31 The issue on appeal was whether the reports were privileged on the basis that they were confidential communications created by third parties for the dominant purpose of use in, or in relation to, litigation then existing or anticipated. At the time of the hearing no litigation had been commenced.
32 During the course of reasons Batt JA considered that the relevant time to ascertain whether litigation was reasonably anticipated, or in contemplation, was when the reports were commissioned. Other matters which required consideration were whether the reports were for use in relation to such prospective litigation, and whether that purpose was the dominant purpose of the solicitors in commissioning the reports (at [12] [14]).

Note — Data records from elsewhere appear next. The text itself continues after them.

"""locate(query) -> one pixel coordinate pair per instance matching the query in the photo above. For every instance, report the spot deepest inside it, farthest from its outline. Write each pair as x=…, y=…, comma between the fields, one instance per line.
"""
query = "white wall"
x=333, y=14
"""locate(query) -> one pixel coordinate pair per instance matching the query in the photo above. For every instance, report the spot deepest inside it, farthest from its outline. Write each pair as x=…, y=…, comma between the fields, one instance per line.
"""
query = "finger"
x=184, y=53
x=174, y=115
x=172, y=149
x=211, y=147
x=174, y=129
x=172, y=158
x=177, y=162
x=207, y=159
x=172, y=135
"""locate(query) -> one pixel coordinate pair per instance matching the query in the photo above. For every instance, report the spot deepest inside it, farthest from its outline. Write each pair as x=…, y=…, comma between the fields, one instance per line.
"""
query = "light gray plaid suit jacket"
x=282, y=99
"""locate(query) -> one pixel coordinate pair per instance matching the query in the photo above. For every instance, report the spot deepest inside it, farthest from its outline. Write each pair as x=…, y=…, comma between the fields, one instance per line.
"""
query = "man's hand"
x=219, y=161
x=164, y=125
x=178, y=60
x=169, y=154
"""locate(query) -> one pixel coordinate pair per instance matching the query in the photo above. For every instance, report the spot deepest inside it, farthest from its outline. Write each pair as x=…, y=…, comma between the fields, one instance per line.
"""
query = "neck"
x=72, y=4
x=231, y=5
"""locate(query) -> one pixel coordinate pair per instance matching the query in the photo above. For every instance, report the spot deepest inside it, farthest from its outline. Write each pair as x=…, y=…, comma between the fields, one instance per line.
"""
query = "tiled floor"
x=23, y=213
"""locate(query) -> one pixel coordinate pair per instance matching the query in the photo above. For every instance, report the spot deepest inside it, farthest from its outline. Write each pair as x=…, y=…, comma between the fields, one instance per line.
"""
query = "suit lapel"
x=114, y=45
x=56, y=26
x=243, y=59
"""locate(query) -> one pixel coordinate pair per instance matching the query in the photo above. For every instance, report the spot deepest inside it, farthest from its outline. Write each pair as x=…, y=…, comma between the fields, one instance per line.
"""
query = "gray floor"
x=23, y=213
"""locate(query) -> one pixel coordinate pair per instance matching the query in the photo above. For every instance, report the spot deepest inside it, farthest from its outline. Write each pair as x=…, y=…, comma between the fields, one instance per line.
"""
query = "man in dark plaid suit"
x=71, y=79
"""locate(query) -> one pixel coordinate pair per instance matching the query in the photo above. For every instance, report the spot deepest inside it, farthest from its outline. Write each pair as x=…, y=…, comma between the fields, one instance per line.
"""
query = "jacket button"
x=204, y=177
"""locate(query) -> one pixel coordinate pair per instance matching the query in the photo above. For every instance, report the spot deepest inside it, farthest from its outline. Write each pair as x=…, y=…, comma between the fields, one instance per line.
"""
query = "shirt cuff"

33 In ascertaining what was the dominant purpose Batt JA looked to the contents of the letter sent by Hunt & Hunt to Thomas Howell. In relation to the letter his Honour said (at [15] [16]):
[15] It demonstrates, for interlocutory purposes, that the appellant had made a claim on its liability insurer and had done so at least as early as 2 February 1996; that the solicitors were receiving their instructions from the insurer; and that, on the instructions of the insurer, they were, at least for the time being, acting on behalf of the appellant. They requested and authorised Thomas Howell to investigate the circumstances surrounding the injuries to Mr Vellios, to identify the circuit breaker involved in the accident, and to try to ascertain the reasons for its failure. The latter request and authorisation impliedly authorised the loss adjusters to obtain expert opinion, which they did from Russell Lee Pty Ltd. Finally, the solicitors' statement that the insurer had instructed them to advise "on the question of liability, indemnity and quantum" and to do so upon receipt of Thomas Howell's report made it clear that the report was for use in the preparation of that advice. The question referred to was multi-partite. The report was a prerequisite for the advice. It would disclose the circumstances of the incident, on which the advice would be based. This case is to be distinguished from Grant v Downs, National Employers' Mutual General Insurance Association Ltd v Waind, Waugh, Victor Melik & Co Ltd v Norwich Union Fire Insurance Society Ltd, and Australian Safeway Stores , in each of which the party, or the insurer, itself procured the documents. The presence of the solicitors here makes it clear that the report was required for the carrying out of legal work. Although the letter uses the singular "report", no doubt it authorised the rendering of more than one report, particularly in light of the practice of loss adjusters of rendering, when occasion requires, interim and supplementary reports. There is no evidence of any other purpose that the report was to serve. As regards the suggestion of broader purposes of public safety and quality control, whilst one is permitted to know, and indeed it was, I think, conceded, that the appellant is a subsidiary of a very large Japanese corporation and that the circuit breaker in question was the product of mass-manufacture, it is significant that the reports were commissioned by the solicitors and not by their nominal client. Public safety and quality control were unlikely to be of more than peripheral, if any, concern to the solicitors, certainly when their instructions were as they stated them to be.